FRANKLIN ALMEYDA RANCIER

Constituye un desafío para los dirigentes principales del PLD cohabitar. Es decisivo si se trata de la necesidad de que toda la organización supere debilidades internas y pasar a ser de un partido análogo a digital.

Entenderse significa hacer de los desafíos un esfuerzos de todos, no de unos pocos. Cohabitar es aportar soluciones y escoger por consenso, la mejor.

Se requiere hacer prevalecer la democracia interna, para no perecer. Eso significa pensar en voz alta para decidir. Las ideas y la capacidad de crear es intrínseca del ser humano. No se trata de subir la voz ni presionar para tener razón.

Decía alguien muy valorado, que el PLD fue concebido en el vientre del PRD al ser fecundado, al regreso del profesor Bosch de Benidorm, España, el 20 de abril de 1970 y crearse los dos Grupos Teóricos. Luego, nació el 15 de diciembre de 1973 en el Congreso Constitutivo. Pero empezó a hablar y caminar en mayo de 1974, en la Conferencia Salvador Allende, momento en que se definió la base teórica-científica en la que se fundamenta su metodología operativa.

Se definió cuando se estableció su característica de trabajar en una sociedad de capitalismo tardío; se proclamó en su fundación que se buscaría el desarrollo y el progreso, para completar la obra de Duarte y los Trinitarios; y, finalmente, se definió su base teórica, en cualquier momento y circunstancia, para operar y diseñar estrategias.

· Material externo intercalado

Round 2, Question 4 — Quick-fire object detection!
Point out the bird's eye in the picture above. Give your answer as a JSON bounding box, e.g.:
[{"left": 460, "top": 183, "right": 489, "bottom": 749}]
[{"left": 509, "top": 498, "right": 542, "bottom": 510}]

Desde su arribo al poder ha logrado crecimiento macroeconómico sostenido, para colocar al país en el progreso. Pero se deben consolidar las instituciones del Estado, lograr inclusión social y garantizar igualdad de oportunidades.

Estos son desafíos y no debe haber distracciones en proyectos individuales. Acercar posiciones y cohabitar es entenderse para situar a la organización en el centro de lo que se espera de ella. La responsabilidad partidaria es servirle de soporte al gobierno para facilitar un flujo normal y armonioso en la relación Partido-Gobierno.

Desde el entorno del gobierno y del entorno partidario se producen malos entendidos, por la falta de una comunicación fluida y constante. Esas incomprensiones las crean personas hábituadas, por sus carencias, a buscar espacio con el chisme. Se trata de quienes ven el vaso medio vacío, no medio lleno; aquellos que sufren y no disfrutan del éxito de sus compañeros, cuando es el éxito de todos.

Llegó el momento de acerarnos y cohabitar para ofrecer el hombro para subir y no jalar por los pies al otro para que no suba. Se está en el momento más adecuado para superar las debilidades internas, mejorar las relaciones Partido-Gobierno y acoger los desafíos como oportunidades para avanzar. Es largo el trayecto, se debe empezar dando señales muy claras.

Debe empezar por el liderazgo principal e ir acercando entre sí a toda la membresía y poner a funcionar la estructura organizativa. Se trata de un relanzamiento partidario. El legado dejado por Juan Bosch no debe perecer en las manos de los que son sus discípulos directos.

La historia es como la naturaleza, no perdona. Responsabilizar a los otros y no a sí mismo, es igual que dejar que depreden los bienes de la naturaleza, que son de todos, para luego sufrir las consecuencias. Ahora es cuando debe entenderse el liderazgo, empezando por el principal.

El autor es miembro del CP del PLD, ex Ministro de Interior y ex Rector de la UASD.